No one will tell you this, but being a goalie parent is hard. Stressful. Agonizing sometimes.
Miss one stop as a goalie and it’s a goal.
Worse, if the defense totally collapses and it’s 3 on 0, (which happens a lot for some reason in minor hockey)and, big surprise, there’s a goal. The expectation is that the goalie should have found a way to stop it.
Honestly, at this level, it’s about 50/50 that a goalie will stop a shot. The really good ones can stop most ice level shots with a clever use of their pads or with a determined death grip on their stick. Few can stop a high arcing wrist shot. Fewer still can stop a deek-out.
I’ve tried to ask the youngest what he feels when there’s only him and a shooter. No defense. No help.
Does he feel tense?
Or does he accept the challenge?
Does he worry he’s gonna get scored on?
Or does he know he’s gonna stop that shot?
I wish I knew. When he’s older, I’ll have to find out. I need to know.
Cuz for me, for most goalie parents, that moment is fraught with massive tension. If he makes it, he’ll be the hero and if he’s the hero, the other kids will like him and if they like him, he’ll have tons of confidence and if he has tons of confidence, he’ll do well in life and get a lovely wife, have a great job and become really, really good at Minecraft.

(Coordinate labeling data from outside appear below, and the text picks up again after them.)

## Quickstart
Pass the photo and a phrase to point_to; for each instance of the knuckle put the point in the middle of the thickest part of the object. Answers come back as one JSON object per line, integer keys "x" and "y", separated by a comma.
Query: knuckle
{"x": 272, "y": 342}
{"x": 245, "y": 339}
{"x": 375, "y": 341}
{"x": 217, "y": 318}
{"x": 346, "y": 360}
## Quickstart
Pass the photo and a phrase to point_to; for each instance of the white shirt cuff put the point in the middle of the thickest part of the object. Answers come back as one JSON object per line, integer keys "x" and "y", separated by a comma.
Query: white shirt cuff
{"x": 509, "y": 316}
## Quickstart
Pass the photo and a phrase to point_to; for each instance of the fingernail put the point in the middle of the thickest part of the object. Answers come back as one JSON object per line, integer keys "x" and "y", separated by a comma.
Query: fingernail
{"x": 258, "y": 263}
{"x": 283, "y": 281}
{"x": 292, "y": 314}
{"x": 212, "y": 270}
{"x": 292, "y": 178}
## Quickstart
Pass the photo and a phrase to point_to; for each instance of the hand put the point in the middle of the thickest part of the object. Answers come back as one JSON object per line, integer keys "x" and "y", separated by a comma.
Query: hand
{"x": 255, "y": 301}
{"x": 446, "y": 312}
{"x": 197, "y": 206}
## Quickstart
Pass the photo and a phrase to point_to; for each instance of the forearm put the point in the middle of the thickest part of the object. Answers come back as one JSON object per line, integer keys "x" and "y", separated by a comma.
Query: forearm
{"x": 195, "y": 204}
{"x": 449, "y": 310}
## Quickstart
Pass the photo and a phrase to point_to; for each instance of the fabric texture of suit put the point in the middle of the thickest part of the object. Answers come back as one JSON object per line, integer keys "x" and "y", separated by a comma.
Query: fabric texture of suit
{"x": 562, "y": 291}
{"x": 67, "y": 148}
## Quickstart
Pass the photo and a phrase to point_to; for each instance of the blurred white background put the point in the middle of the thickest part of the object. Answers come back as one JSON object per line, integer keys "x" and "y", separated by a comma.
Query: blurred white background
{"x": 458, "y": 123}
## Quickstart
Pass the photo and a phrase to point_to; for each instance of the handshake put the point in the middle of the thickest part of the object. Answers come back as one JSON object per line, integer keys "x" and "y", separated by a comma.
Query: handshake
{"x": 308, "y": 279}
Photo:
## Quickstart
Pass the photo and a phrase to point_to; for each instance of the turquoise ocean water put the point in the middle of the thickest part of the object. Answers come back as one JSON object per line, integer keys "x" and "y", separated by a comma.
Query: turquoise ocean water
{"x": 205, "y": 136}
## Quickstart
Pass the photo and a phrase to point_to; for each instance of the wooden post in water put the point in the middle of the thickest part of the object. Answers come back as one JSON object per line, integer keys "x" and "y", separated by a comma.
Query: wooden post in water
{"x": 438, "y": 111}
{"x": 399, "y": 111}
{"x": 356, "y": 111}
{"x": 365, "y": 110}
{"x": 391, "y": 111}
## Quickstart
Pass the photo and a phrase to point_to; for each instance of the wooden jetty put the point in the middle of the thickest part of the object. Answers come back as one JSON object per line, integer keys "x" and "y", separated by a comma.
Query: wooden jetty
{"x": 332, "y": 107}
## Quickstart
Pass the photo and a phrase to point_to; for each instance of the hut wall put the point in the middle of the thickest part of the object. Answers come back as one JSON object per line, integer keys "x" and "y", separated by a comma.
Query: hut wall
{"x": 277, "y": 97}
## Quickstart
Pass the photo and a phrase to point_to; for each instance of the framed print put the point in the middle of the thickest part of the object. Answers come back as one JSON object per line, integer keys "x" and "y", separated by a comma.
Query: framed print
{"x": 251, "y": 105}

If he doesn’t make that save, then the team will hate him, he’ll hate himself, he’ll drop out of hockey, marry an aging and kinda sad Lindsey Lohan, work at McDonalds and become really, really good at Minecraft.
Oh, I know not that much is at stake.
It’s a game after all. It’s supposed to be fun.
None of this is supposed to matter much. We never mention any shots he missed, we only mention the great saves he makes (and he does make a lot of them!)
Yet, deep down, when that breakaway happens, I will the hockey gods to be on his side and let me make that stop.
Because I know it’s important to him that he make that stop.
That he’s the hero he imagines himself to be.